Les Banū Qāsī maintiennent de bonnes relations avec leurs voisins chrétiens de Navarre au point que Musa ibn Fortún épouse en 784 Oneca, veuve du comte de Bigorre Íñigo Ximenes Arista et mère d'Eneko Arista, qui devint plus tard le premier roi de Pampelune. Les liens familiaux entre les Arista, rois de Pampelune et les Banū Qāsī se renforcent encore avec le mariage d'Assona (fille d'Eneko Arista) avec Musa ibn Musa. Les familles de Pampelune et des Banu Qasi s'entraident largement et se partagent le pouvoir dans le nord de l'Espagne.

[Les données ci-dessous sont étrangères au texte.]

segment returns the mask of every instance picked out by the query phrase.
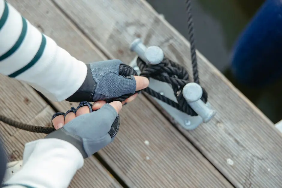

En 799, des Vascons pro-carolingiens assassinent le gouverneur de Pampelune, Mutarrif Ier ibn Musa, frère de Musa ibn Musa.
La famille parvint au zénith de son pouvoir avec Musa ibn Musa. Il parvient à accroître son autonomie, en renforçant encore l'alliance avec les Arista contre l'émir de Cordoue Abd al-Rahman II, en 843. Jusqu'au milieu du IXe siècle, les armées de l'émir effectuent de fréquentes expéditions punitives jusqu'à leur réconciliation. Musa II défit les chrétiens à la bataille d'Albelda en 852. Musa se fit alors appeler « troisième roi d’Espagne », aux côtés du roi des Asturies et de l'émir de Cordoue. En 852, son gouvernement s'étendait sur les terres de Tudèle, Saragosse, Calatayud et de Daroca jusqu'à Calamocha. Il fut nommé wali de la Marche supérieure, face aux royaumes chrétiens. Il intervint dans la région de Huesca, et installa son fils Lubb II ibn Musa comme wali de Tolède en 859.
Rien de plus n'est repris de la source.